Supervised Machine Learning can best be understood through the lens of bias-variance trade off.
In this article, I will try to explain the trade off to better understand Machine Learning Algorithms and get better performance.
In Supervised Machine Learning an algorithm learns a model from training data.
The process of Supervised ML is that we have a training set, which we feed to the learning algorithm. And the job of the Learning Algorithm is to output a function, also called Hypothesis function, is to make predictions on unseen data.
The prediction error for any ML algorithm can be broken in these parts:
- Bias Error
- Variance Error.
- Irreducible Error.
The Irreducible Error as the name suggests, cannot be reduced regardless of the algorithm used.
In this post, we will focus on Bias And Variance Error.
Bias are the simplifying assumption made by a model to make Target function easier to learn.
Generally, Linear Models have a high bias making them fast to learn and easier to understand but generally less flexible. In turn, they have lower predictive performance on complex problems that fail to meet the assumption.
Low-Bias: This suggests less assumptions about the form of the target function.
Example: Decision Trees, SVM, k-Nearest Neighbours.
High-Bias: Suggests more assumptions about the form of the target function.
Example: Linear Regression, Logistic Regression, LDA.
Variance is the amount that the estimate of the target function will change if different training data is used.
The hypothesis made by the ML model using the training data, so we can expect some variance. Ideally, it should not change too much from one training set to another. Meaning that the algorithm is good at picking out the hidden mapping between the input and output variables.
Low Variance: Suggests small changes to estimate of the target function with change in training dataset.

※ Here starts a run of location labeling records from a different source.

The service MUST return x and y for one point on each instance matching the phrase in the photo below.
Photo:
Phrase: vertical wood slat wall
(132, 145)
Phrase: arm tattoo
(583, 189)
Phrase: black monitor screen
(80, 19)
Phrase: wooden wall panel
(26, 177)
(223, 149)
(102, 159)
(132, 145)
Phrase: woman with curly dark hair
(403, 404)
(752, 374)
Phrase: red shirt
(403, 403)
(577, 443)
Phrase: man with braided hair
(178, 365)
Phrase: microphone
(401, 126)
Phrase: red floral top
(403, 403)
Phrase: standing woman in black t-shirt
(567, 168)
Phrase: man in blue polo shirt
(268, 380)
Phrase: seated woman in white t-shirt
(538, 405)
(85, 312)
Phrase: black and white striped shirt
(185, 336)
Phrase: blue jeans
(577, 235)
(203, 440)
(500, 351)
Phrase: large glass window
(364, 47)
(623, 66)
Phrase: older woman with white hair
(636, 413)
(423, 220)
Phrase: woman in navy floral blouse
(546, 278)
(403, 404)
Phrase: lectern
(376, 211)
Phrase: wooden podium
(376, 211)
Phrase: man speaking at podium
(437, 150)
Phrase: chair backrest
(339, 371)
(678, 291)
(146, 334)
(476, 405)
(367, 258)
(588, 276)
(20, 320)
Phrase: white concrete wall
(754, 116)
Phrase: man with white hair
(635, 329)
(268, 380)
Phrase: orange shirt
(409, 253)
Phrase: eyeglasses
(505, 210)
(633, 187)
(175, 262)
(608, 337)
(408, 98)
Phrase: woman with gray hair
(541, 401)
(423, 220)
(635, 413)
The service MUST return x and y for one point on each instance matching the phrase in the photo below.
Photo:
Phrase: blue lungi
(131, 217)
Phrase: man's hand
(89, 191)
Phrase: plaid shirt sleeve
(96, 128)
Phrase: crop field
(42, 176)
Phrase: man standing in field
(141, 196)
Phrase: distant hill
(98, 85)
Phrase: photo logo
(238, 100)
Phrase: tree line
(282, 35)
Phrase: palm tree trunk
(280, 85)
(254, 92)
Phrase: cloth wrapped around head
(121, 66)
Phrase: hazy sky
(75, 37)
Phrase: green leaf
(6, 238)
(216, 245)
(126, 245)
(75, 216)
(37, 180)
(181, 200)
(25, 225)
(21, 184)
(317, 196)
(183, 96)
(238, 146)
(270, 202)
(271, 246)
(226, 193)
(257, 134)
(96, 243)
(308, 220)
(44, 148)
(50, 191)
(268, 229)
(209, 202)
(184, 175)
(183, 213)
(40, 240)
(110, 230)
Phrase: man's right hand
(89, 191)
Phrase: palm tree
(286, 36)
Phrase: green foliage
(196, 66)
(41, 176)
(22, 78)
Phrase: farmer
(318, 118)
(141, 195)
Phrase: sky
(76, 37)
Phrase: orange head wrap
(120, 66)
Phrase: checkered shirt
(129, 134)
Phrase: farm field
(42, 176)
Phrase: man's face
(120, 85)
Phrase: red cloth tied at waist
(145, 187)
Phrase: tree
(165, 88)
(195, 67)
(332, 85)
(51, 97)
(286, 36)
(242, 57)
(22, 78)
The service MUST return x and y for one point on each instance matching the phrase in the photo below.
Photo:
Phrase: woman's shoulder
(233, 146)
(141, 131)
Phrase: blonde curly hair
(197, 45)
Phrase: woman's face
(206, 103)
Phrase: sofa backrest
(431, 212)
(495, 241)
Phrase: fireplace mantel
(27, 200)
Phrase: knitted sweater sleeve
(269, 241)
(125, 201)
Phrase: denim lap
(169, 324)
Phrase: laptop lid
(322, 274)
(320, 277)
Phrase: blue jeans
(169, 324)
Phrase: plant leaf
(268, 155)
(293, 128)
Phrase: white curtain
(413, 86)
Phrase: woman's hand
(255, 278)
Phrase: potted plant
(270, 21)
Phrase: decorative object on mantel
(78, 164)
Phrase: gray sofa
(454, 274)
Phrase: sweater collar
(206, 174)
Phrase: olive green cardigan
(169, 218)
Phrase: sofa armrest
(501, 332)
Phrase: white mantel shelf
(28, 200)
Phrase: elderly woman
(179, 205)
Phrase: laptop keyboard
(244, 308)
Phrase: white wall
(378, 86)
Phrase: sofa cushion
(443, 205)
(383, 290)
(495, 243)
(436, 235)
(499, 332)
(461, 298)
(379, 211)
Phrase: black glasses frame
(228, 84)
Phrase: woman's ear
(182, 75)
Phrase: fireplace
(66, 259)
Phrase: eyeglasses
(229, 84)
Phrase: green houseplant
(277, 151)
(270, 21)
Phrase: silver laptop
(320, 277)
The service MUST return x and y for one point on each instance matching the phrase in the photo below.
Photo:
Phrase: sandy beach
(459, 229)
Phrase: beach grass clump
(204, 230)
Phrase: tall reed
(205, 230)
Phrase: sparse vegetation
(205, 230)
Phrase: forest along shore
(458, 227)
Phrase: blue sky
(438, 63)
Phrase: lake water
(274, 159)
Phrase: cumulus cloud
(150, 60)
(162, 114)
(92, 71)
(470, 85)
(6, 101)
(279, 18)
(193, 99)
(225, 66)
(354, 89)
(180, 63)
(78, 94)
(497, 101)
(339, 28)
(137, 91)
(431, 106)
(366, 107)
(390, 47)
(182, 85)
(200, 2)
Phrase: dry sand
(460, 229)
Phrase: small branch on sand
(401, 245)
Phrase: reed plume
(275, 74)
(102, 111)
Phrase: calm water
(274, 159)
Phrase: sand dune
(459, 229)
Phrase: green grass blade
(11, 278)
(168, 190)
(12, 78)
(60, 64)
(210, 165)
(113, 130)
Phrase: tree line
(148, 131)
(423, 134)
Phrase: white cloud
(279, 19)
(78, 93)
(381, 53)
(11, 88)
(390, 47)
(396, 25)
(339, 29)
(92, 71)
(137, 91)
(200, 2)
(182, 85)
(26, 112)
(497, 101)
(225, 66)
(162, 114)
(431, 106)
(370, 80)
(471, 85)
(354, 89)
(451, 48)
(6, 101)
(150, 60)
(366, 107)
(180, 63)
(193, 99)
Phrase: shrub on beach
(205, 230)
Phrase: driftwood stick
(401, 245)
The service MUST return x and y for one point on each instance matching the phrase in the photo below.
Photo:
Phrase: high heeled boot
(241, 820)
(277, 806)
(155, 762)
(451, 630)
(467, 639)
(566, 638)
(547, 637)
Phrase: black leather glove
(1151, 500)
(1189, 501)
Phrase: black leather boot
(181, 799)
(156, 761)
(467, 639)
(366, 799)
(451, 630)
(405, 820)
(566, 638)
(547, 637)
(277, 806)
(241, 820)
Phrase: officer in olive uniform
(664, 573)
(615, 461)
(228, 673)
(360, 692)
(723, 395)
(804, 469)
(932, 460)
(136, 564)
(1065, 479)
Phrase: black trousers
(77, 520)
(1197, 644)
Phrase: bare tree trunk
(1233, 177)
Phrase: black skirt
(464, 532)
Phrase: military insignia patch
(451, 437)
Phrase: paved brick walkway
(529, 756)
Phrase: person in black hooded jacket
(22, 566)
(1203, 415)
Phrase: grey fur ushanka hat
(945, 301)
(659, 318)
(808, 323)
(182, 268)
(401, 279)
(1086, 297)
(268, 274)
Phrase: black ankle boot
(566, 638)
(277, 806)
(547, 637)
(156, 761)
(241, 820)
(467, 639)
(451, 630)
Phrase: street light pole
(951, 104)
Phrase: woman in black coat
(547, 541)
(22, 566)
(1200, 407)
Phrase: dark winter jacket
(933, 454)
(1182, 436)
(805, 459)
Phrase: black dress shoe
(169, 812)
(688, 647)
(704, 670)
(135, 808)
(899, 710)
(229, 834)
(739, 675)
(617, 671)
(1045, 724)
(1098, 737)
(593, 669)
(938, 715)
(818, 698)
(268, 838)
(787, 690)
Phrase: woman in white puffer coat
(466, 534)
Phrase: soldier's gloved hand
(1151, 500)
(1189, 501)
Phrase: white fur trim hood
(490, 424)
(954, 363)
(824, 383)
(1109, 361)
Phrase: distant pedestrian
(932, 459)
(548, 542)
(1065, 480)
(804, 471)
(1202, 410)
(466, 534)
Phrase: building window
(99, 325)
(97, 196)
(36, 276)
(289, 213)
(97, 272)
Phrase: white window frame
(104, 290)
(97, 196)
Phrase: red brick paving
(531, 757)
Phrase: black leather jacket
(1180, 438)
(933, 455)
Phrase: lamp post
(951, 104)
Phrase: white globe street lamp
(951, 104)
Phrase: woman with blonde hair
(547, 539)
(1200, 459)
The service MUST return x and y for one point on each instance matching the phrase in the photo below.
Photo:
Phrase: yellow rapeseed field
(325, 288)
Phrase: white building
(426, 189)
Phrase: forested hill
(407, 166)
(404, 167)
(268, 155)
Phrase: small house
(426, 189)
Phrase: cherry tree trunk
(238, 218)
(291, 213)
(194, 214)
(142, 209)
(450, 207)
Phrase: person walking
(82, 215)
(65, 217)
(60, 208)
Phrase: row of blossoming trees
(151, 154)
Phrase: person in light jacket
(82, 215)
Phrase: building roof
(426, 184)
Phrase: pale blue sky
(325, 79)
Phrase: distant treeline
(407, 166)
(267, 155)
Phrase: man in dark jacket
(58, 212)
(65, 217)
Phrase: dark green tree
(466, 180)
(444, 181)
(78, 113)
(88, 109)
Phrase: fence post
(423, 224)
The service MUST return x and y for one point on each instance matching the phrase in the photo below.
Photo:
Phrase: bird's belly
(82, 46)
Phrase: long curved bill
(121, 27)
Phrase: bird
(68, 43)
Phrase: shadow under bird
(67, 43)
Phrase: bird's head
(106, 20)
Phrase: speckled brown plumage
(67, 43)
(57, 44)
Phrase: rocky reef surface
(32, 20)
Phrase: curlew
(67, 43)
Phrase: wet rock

Example: Linear models such as Linear Regression, Logistic Regression, LDA.
High Variance: Suggests large changes to the estimate of the target function with changes in training dataset.
Example: Decision Tree, k-Nearest Neighbours, SVM.
The Goal of a good Machine Learning algorithm is to achieve Low Bias and Low Variance for good prediction performance.
- Linear models have High Bias and Low Variance as seen from above examples.
- Non Linear Models have Low Bias but High Variance.
There is no escaping the fact between Bias and Variance in Machine Learning.
Increasing the Bias will Decrease the Variance and Increasing the Variance will Decrease the Bias.
Configuring the Trade-Off for specific algorithm:
The k-Nearest Neighbour algorithm has low bias and high Variance although this can be changes by increasing the value of K, which increases the number of neighbours that contribute to the prediction and in turn increases the Bias of the model.
- Use more complex model (e.g. kernelize, use non-linear models)
- Add more features to your model.
- Perform Boosting
- Add more Training Data.
- Reduce Model Complexity
- Perform Bagging.
In this post, you discovered bias, variance and the bias-variance trade-off for machine learning algorithms.
You now know that:
- Bias is the simplifying assumptions made by the model to make the target function easier to approximate.
- Variance is the amount that the estimate of the target function will change given different training data.
- Trade-off is tension between the error introduced by the bias and the variance.
- How to deal with High Variance and High Bias.